Investment Insights are written by Angeles' CIO Michael Rosen
Michael has more than 30 years experience as an institutional portfolio manager, investment strategist, trader and academic.
No question, this has been a challenging year. Virtually every financial asset class is struggling. Stocks are down, bonds are down, gold is down, oil is down. US is down, non-US is down. Large caps down, small caps down. Industrials, financials, health care: all down. High-grade bonds, low-grade bonds: down.
Japan’s economy has flat-lined, Europe rejoices if GDP growth is fractionally above zero, and Chinese passengers should assume the crash position before their economy hard-lands. And in the US, there are a handful of crazy people running for president, some even leading in the polls.
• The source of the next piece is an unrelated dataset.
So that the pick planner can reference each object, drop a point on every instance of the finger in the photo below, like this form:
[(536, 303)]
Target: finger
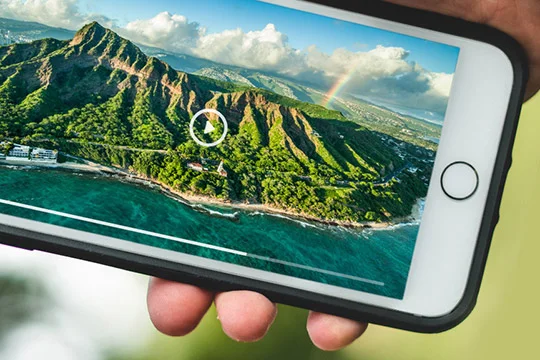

Most of the above statements are true, yet I’ve argued we should stick with our long-term strategy. I see each of these elements as part of a normal cycle of events. Sometimes markets get ahead of themselves, sometimes they panic when fearing they are behind events.
The economy, which still matters to asset prices, is growing right around 2.5% p.a., the average of the past 6-7 years. Equity valuations are pretty close to long-term averages (see table below). I just don’t believe the end is nigh, or that asset prices are grossly out of balance. Like Switzerland, I’m pretty neutral. Like the Swiss, that’s a little boring. Sorry (both for being boring and for offending my Swiss friends).